I am using the following with a custom file in /etc/unbound/local.d/
I realize some of these settings may be redundant and/or not recommended by the IPFire developers but, I found the DNS over TLS very slow with the default settings out of the box in IPFire. In my case, IPFire was only using a single thread and the Unbound statistics showed very low cache hit rate. With these adjustments I’m seeing much higher cache hit rates and web surfing feels a lot faster.
Also one more note, I’m using Quad9 for my DNS over TLS provider. They seem very aggressive at closing the connection once the DNS lookup completes. With a single thread for Unbound, this means I was frequently running in to issues with DNS burst lookups, because the connection would be closed before the single thread could open a new connection back to Quad9. Adding 4 threads helps this quite a bit.
unfortunately, the DNS rebinding configuration cannot be enabled as a default for all IPFire installations, as it presumes resolved resources not to be located in internal networks. If somebody is using IPFire for segmenting his/her/its internal network, this will cause trouble.
Perhaps we could integrate this as an opt-in feature, but this would mean another switch at the DNS settings page, and we have too many there already (“less knobbiness”).
I am new to the IPFire project.

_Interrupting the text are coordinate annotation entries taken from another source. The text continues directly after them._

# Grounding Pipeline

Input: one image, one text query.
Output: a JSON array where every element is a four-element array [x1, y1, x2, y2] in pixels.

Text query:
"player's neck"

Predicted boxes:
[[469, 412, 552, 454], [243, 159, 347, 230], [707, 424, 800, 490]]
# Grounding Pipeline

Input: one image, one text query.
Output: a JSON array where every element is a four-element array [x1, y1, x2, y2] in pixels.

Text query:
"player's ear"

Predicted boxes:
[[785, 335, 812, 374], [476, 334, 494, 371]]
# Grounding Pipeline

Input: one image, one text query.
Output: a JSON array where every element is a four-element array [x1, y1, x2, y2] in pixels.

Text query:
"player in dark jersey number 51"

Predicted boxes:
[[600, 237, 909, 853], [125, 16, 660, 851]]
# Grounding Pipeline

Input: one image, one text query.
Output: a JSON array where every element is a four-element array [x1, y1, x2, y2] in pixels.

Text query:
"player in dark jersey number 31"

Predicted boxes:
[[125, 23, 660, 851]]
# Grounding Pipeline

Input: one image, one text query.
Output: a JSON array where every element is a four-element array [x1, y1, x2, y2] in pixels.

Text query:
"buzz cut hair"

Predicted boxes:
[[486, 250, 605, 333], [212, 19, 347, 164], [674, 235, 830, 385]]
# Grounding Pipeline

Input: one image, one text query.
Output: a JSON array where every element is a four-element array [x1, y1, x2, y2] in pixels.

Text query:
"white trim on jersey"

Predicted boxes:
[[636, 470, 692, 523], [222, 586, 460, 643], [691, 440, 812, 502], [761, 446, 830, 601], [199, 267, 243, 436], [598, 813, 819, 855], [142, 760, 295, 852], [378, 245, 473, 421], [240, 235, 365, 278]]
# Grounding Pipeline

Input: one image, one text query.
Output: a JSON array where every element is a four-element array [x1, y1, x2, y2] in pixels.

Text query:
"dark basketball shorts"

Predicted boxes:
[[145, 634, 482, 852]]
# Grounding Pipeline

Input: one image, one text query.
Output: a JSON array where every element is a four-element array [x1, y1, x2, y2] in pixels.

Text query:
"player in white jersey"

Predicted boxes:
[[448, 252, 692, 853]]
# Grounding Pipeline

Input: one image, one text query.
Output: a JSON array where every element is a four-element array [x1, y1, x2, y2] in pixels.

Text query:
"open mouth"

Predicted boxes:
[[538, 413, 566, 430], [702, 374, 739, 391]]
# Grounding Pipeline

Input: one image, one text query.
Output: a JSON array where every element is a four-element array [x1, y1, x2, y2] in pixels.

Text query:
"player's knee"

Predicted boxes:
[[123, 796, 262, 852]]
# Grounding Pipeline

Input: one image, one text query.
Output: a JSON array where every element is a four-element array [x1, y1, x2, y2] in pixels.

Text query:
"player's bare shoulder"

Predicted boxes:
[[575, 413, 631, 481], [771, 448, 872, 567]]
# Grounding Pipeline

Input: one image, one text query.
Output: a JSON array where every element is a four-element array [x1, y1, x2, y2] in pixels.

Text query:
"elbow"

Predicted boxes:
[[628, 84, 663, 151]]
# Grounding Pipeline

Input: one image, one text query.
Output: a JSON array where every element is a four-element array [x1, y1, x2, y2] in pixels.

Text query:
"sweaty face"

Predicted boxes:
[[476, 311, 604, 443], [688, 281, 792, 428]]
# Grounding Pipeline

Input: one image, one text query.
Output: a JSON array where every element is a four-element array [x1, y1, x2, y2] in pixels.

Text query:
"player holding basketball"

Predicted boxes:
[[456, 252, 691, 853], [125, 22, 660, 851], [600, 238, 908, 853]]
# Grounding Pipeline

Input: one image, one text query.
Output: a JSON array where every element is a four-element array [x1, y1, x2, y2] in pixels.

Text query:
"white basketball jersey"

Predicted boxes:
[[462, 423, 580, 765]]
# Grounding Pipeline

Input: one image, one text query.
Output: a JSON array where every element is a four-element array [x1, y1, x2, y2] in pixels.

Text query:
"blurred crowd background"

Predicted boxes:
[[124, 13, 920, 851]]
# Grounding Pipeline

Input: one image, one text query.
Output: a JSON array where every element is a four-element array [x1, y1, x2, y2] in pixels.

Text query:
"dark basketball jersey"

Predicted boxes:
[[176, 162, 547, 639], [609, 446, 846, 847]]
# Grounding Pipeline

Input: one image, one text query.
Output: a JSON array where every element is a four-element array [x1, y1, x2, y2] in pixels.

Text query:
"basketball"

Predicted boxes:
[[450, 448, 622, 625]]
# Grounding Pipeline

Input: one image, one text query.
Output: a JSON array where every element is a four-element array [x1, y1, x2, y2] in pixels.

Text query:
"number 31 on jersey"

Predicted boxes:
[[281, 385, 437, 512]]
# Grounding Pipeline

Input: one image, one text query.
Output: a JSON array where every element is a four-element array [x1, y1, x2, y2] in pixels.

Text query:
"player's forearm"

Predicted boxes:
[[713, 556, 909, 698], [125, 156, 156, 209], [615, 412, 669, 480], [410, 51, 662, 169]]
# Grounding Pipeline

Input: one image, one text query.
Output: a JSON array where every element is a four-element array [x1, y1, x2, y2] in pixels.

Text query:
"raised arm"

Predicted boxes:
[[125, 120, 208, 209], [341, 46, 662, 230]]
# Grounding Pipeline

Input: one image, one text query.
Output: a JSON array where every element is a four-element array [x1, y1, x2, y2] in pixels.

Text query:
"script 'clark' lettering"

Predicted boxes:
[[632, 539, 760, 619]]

A doubt: there is the main unbound file, but the change is not allowed. With the customized options in the local.d folder changes are possible. An example:
the prefetch: yes option is in the main file. If I add prefetch: no, will this value change?
Yes, it appears that any customization we set will over-ride the “default” options that are already listed in the unbound.conf file.
An example:
SSH as root to your IPFire host and create a file /etc/unbound/local.d/my_custom_settings.conf
Edit the file, and place the following inside: prefetch: no
Restart unbound to load the new settings: /etc/init.d/unbound restart
Run the following command to check if prefetch is now set to “no”: unbound-control get_option prefetch
You should see output like this: [root@ipfire local.d]# unbound-control get_option prefetch
`no`
This validates that the custom settings are being loaded on the service startup/restart. In this case, we can also verify that our custom setting overrides the “default” settings chosen for IPFire.
A word of caution, I test these on a LAB VM with IPFire first. I would not recommend doing this in production as you will disrupt DNS services briefly when stopping/starting Unbound.